A New Threat Actor Spotted in the Card Skimming Ecosystem

Card Skimming Ecosystem


The ongoing COVID-19 pandemic has left a profound impact on the payments ecosystem threat landscape throughout 2020 and into 2021. With online shopping witnessing a surge bigger than ever, digital skimming attacks have become a top threat for the payments ecosystem.

A simple digital skimming attack involves injecting malicious code into a merchant’s site to harvest payment card details from the site’s checkout page. However, in the past year, there has been a vast evolution in the injection process and skimmer code as well. To add to the trouble, a new threat actor has emerged lately with new tricks up its sleeve.

It all started with the discovery of MobileInter

In May, RisKIQ researchers discovered a new skimmer called MobileInter that focused exclusively on mobile users.

  • RiskIQ reported that this new customized malware is proof that Magecart operators are looking for opportunities to spread their attacks to a wider range of victims.
  • Upon being executed on a user’s mobile phone, the malware performs various checks to ensure that it is skimming a transaction made on a mobile device.

A twist in the tale

A month after, the RiskIQ researchers came up with new details related to the MobileInter skimmer.

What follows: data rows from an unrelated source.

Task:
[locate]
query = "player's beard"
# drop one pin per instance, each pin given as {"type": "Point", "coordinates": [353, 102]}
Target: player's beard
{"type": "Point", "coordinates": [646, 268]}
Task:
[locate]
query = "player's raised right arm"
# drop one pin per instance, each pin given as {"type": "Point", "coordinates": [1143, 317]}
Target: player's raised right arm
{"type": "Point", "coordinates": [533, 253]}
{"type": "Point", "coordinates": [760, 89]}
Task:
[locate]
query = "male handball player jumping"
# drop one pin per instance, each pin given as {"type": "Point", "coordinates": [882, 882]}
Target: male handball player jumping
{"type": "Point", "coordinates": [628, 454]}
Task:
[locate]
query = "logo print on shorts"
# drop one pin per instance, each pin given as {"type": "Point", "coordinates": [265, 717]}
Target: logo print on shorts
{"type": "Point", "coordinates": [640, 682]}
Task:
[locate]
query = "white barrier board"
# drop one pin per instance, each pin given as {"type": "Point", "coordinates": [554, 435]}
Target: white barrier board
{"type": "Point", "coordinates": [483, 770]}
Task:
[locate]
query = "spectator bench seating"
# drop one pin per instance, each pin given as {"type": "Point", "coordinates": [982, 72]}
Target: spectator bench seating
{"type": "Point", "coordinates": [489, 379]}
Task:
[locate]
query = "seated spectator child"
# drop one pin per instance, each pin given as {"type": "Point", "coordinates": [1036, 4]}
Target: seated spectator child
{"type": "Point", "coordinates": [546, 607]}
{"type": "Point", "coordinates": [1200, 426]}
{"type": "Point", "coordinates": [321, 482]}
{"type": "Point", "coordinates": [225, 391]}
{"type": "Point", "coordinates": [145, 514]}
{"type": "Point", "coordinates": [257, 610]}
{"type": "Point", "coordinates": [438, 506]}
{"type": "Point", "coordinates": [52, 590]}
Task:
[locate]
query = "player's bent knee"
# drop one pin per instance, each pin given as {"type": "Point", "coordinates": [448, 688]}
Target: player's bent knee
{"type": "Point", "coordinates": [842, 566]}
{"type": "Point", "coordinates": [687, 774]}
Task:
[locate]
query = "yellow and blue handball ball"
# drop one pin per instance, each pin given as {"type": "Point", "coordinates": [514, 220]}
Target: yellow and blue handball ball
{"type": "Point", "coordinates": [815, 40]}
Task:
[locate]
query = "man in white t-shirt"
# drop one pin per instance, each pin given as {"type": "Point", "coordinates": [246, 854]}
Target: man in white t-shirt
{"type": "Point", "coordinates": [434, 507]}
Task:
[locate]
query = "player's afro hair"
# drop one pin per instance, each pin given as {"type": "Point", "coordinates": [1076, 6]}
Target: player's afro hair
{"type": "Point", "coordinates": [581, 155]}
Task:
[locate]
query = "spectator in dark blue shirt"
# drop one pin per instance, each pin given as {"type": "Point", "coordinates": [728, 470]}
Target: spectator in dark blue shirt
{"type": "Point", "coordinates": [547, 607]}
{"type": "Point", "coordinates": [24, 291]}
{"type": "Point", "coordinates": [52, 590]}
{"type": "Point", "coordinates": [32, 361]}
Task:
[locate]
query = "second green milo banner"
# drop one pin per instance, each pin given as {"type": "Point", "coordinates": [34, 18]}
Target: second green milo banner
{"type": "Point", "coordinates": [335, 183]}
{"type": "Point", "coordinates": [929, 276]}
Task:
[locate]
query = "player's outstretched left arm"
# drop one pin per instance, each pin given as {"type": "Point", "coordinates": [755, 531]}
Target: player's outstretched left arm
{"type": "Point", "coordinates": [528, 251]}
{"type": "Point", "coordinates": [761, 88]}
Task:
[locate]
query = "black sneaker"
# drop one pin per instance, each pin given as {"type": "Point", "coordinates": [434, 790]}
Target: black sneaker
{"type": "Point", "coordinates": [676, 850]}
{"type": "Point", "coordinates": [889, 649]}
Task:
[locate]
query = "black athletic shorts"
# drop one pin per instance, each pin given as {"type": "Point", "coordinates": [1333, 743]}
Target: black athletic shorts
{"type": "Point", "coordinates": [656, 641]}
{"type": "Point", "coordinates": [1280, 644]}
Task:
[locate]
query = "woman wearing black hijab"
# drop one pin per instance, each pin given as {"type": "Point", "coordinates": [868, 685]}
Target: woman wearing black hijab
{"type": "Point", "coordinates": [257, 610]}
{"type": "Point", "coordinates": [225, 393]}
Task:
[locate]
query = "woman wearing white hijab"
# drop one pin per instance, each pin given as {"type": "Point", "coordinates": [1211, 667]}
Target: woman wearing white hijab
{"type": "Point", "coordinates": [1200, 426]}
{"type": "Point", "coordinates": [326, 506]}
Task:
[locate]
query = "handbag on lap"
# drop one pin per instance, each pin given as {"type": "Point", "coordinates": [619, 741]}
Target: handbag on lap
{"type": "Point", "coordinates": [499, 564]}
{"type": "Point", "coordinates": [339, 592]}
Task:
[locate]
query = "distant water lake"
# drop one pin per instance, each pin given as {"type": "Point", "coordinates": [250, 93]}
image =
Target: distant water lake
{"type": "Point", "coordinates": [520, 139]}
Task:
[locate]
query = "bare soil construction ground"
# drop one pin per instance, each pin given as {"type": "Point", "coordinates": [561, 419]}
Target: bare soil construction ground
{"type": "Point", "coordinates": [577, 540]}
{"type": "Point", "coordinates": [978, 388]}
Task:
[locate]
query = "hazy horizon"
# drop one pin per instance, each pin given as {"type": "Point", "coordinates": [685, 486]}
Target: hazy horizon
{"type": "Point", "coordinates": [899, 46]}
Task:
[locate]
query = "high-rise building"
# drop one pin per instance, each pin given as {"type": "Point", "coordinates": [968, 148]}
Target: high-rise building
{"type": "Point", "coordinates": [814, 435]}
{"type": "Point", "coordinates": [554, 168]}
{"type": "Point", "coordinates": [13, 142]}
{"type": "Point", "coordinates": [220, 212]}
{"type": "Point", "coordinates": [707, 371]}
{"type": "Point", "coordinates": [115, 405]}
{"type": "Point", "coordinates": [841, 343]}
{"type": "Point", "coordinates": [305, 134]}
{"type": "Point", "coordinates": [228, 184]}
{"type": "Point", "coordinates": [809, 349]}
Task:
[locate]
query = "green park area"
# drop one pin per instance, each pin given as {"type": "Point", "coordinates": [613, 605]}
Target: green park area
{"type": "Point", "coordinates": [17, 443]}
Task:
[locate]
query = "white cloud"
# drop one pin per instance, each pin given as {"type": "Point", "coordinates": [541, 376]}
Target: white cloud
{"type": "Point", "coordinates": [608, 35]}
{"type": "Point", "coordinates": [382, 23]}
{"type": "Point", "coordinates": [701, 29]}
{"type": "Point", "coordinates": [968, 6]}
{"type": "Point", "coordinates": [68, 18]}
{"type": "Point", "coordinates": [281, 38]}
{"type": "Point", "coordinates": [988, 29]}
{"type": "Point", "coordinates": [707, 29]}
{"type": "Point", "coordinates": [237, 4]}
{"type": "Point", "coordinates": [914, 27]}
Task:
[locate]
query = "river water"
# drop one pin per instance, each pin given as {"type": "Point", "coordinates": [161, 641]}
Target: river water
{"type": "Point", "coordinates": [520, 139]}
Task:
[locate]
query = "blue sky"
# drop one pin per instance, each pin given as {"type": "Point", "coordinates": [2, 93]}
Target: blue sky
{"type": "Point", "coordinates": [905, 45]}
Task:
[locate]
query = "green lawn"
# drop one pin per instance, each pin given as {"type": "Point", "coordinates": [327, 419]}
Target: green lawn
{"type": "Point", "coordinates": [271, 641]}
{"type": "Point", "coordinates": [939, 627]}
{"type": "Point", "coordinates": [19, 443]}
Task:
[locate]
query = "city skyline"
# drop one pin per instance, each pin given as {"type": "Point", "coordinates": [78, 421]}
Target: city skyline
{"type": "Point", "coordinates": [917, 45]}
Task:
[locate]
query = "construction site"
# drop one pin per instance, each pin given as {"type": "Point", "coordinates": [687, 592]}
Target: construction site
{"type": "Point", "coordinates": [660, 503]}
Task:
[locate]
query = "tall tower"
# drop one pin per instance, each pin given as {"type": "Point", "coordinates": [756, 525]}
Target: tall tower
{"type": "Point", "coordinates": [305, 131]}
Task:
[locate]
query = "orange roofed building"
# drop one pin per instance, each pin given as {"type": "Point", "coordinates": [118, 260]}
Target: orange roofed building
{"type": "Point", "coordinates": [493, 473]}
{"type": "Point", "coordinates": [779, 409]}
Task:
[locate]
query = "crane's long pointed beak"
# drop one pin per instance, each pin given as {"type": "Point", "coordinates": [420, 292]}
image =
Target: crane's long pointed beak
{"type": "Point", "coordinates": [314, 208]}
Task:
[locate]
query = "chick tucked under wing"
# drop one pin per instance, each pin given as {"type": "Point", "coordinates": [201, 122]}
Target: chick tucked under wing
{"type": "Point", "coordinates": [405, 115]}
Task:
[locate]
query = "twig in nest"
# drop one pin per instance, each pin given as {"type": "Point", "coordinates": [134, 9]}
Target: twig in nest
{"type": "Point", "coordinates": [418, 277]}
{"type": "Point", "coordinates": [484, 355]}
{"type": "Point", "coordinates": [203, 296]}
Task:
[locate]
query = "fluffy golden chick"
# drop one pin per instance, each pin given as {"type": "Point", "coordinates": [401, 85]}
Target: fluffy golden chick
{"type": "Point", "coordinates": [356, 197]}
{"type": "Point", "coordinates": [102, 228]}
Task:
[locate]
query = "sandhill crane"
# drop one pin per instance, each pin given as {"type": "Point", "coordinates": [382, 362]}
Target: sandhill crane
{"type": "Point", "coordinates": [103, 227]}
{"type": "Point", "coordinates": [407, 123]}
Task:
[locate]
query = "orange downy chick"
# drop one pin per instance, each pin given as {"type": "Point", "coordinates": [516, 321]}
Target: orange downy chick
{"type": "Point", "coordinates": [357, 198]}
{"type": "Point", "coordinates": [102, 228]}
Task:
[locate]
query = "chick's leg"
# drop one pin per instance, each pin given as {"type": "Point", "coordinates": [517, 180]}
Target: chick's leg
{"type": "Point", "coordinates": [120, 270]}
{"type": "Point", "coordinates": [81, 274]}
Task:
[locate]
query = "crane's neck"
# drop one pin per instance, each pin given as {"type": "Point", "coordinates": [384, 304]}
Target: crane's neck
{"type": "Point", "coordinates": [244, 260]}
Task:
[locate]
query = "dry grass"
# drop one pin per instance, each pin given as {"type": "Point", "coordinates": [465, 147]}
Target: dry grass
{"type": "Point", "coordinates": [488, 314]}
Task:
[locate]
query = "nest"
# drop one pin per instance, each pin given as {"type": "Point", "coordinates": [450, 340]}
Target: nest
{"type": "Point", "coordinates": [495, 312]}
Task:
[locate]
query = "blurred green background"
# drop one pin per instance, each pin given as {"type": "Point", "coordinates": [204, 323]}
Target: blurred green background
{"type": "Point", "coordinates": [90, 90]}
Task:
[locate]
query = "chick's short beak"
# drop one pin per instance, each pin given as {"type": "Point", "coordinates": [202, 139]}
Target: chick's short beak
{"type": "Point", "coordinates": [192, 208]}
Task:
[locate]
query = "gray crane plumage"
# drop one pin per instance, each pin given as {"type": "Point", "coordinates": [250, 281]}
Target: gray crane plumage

  • They identified several websites, services, and social media accounts connected to an authentication activity known as bit2check, a part of the card-skimming network.
  • Some bit2check domains shared the same hosting pattern as Magecart domains used for abusing Alibaba and Google hosting services. Moreover, these domains were promoted via Telegram channels such as ‘realcvvshoplv’.
  • Upon further analysis, researchers found that the individual behind bit2check is a Kurdish actor called Hama.
  • It was uncovered that the threat actor had a network of other sites such as credit card validators and stolen credit card data shops.

What do the researchers say?

Researchers explain that the discovery of Bit2check is another cog in the massive card skimming ecosystem, catering to skimmers trying to validate their plunder or purchase more stolen data.


With the addition of a new facet to the ever-expanding skimming threat landscape, it has become crucial for organizations in the retail sector to raise the level of their cyber defenses. Having the right security measures in place can help expose skimming threats lurking within websites and apps.